I heard Max's voice for the first time since he died. 
It was a voicemail that I had saved on my phone, recorded 2 days before his death. It took me 610 days to gather the strength to play it. I knew it was there...I knew that he probably said "Hi mama...".
I knew that I could probably hear him say he loved me.
Every day I have thought about that voicemail. Saving it...relishing in the fact that I would be able to hear his voice again. I just didn't have the courage to feel what I knew was waiting for me inside that 20 second message.
Until Mothers Day.
My second without Max.
I walked outside of myself that day, determined to give my own mother a nice day. Tears forming in the corner of my eyes and a smile on my face I spent the most excruciating day of the year trying desperately not to break down.
It wasn't until I left her at home and I was in the sanctity of my car that I broke down.
Actually, it was more of a melt down than a breakdown.
It was Mothers Day and I'm not anyone's mother. Not anymore.

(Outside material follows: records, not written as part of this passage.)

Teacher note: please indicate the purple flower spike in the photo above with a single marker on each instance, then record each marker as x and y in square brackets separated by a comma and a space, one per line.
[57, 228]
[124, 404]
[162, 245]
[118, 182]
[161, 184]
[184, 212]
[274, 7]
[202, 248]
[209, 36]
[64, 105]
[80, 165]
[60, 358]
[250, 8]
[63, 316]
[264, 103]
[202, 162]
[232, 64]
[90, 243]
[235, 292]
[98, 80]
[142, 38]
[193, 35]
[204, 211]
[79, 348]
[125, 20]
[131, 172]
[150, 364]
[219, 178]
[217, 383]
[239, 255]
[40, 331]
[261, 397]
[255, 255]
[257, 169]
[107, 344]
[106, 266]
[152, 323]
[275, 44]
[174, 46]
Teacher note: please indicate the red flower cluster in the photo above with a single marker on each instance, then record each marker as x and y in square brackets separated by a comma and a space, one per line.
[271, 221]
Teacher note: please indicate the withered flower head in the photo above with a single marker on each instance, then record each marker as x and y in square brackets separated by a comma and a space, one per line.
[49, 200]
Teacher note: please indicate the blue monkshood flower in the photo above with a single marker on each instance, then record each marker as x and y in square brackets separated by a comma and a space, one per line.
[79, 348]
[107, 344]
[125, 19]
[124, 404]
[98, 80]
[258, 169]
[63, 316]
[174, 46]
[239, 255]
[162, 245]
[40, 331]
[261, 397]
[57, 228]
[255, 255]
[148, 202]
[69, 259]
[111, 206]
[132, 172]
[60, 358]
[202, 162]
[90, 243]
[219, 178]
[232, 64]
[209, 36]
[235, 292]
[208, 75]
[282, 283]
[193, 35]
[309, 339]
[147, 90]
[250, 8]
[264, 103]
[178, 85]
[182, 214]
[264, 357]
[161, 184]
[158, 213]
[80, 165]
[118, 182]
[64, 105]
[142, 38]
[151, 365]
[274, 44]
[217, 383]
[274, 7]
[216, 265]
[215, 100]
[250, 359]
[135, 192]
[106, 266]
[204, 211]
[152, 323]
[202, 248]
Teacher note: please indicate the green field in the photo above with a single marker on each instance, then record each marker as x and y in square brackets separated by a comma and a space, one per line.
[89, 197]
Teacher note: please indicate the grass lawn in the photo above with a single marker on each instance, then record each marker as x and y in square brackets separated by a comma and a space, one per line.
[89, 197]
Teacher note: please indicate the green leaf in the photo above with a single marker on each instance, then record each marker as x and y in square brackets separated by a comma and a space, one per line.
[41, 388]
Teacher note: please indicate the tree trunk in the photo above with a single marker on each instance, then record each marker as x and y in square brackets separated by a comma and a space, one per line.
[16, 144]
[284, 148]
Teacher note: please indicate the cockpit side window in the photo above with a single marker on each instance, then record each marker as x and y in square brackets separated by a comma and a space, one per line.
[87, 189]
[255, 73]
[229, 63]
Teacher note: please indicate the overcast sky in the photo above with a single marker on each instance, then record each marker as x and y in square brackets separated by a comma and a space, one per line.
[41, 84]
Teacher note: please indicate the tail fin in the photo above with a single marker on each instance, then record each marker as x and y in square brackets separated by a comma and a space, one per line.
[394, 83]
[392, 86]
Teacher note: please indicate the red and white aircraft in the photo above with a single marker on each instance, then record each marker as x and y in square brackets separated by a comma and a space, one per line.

In that moment I had to hear Max's voice...so I played it. The only way I will ever hear my sons voice again. Booming through my car speakers via bluetooth it was Max, loud and clear, like he was right next to me. 
Something in the casual nature of his voice, the way he cleared his throat at about 12 seconds in, the way his other line was beeping so he hurried to say goodbye but didn't forget to say I love you...it was pure Max. 
For the first time since he died I felt complete loss. It overwhelmed me. This emptiness, loneliness, extreme sadness, is this what they call grief?
I was feeling everything.
All at once.
Misery. 
This was pure misery and its been waiting for me since the day Max died.
I pulled into a parking lot and played that message 10 more times.
And I sobbed. 
Hidden behind the running events I do, the college courses I'm enrolled in, the house I'm remodeling, the three bulldogs that consume every spare minute I have and everything else I do...is the misery that I push aside every morning when I wake up.
Because I am miserable without my son.
I am functional. 
But I am miserable.
I keep myself extremely busy and it's strange to me that people see this as a sign of strength. That I am strong enough to keep moving forward.
It's not strength...it's weakness...because if I slow down I have to remember that Max is really gone so I do everything I can to push that thought out of my head every day. 
I've been struggling a great deal the past few weeks. I am agitated, tired, sad...
I want to be left alone and then I am lonely. I am grateful for the good friends in my life and I am angry that my son is gone. I am happy at how I am able to help others facing addiction issues, I am guilty that I wasn't able to help my own son.
This is my life. 
It is happy and it is sad.
It is the choice I make when I see the sun every day.
I can be happy or I can be sad or, like most of my days, I can be both.